When she returned home to Mull after living in Italy for many years, Lucy first renovated a cottage in an idyllic spot overlooking Loch Tuath and the Isle of Ulva before creating a shelterbelt of hedges using hebe, fuchsia and other shrubs that can withstand severe conditions.

Within this framework she then began planting densely, choosing species from around the world, including New Zealand and Chile, recognising that many borderline-hardy plants would adapt well to the mild winters and cool summers that this part of the country experiences.

The garden slopes steeply towards the sea, which means that the soil drains quickly despite high rainfall levels, and Lucy protects plants which dislike damp conditions, by mulching them thickly with gravel.

New borders have seaweed added to them, but otherwise plants remain unfed in order to prevent the development of soft growth that would be more susceptible to wind damage while the hedges, which are now mature, are kept deliberately low so that the view remains unobstructed.

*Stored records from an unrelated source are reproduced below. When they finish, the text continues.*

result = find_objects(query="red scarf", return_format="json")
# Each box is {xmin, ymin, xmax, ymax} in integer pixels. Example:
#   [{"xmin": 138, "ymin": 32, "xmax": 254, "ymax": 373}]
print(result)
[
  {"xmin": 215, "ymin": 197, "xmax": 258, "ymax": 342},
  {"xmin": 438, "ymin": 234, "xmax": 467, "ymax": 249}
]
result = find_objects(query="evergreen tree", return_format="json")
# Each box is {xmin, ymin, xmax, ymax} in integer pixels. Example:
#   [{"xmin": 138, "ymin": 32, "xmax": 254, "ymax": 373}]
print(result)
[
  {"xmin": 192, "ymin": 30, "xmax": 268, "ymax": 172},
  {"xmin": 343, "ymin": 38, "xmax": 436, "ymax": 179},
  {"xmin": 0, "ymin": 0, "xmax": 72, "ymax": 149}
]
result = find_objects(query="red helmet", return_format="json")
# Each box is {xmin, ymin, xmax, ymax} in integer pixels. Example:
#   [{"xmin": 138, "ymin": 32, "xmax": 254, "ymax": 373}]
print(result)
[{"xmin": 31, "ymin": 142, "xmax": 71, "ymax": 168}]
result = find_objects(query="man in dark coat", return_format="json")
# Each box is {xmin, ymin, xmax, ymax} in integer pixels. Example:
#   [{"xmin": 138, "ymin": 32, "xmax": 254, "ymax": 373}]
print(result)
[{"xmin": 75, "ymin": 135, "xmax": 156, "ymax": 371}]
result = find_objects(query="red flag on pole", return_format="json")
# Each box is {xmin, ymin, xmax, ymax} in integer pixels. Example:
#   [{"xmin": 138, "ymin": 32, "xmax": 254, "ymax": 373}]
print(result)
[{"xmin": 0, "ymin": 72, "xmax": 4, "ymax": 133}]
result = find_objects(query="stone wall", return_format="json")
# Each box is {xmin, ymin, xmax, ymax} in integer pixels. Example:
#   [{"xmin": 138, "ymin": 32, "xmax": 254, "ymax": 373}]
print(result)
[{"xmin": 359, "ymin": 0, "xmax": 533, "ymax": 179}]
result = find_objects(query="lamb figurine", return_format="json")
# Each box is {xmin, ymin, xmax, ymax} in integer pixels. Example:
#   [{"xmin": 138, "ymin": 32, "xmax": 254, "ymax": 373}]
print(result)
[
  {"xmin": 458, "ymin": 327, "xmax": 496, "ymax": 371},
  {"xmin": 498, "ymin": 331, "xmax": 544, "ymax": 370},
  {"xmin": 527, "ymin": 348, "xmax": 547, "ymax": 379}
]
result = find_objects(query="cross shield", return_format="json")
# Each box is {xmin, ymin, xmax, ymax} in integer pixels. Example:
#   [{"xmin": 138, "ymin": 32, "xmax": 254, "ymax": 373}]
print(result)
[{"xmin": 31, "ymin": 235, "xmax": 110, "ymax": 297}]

The Herald: Garden and Ben MorGarden and Ben Mor (Image: Discover gardens)

The garden has been developed for year-round interest and plants such as Ricinus communis and Melianthus major are grown for their attractive foliage. Many different kinds of Olerea grow across the site and Agastache and Salvia caradonna relish the south-facing aspect.

The most formal part of the garden is a small potager where Lucy grows a rich variety of fruit and vegetables and the traditionally-styled greenhouse is used for propagating plants that Lucy sells from the nursery. 

Perhaps the most unusual feature of the garden however is the way that Lucy has incorporated found objects into its design, using old bedsteads and pitchforks as fences and plant supports, and transforming driftwood into sculpture.

The tides around here bring beautiful objects almost to the door and Lucy spends the winter beachcombing on the sands then transforming the shells and sea glass that she recovers into plant labels and decorative objects.

Old kettles and galvanised buckets become plant containers and Lucy has also used beautiful pebbles from the shoreline to create the mosaic steps that lead up the slope.

The result is a garden that seems to grow out of the landscape, combining elements of the sea and the surrounding countryside with exciting and unusual plants.


Practical magic

The combination of found objects and spectacular setting gives Lip na Cloiche whimsical appeal, but it is in fact underpinned by practical solutions to the challenges thrown up by the site. The damp area around the tumbling burn has been filled with Gunnera, Rheum and Candelabra primulas, while the handrail of the bridge that crosses it is formed by a fallen branch.

An old bothy that once stood on the site has been recycled to create walls and terraces and the decorative, step-over apples are a solution to the salt-laden winds.

Despite the high moisture levels, Lucy’s innate understanding of the garden means that Mediterranean plants flourish here, growing surprisingly large because they are mostly untroubled by frost.



The garden is open daily, dawn to dusk.

Entrance is free but donations are welcomed and 25% of these go towards supporting local charities.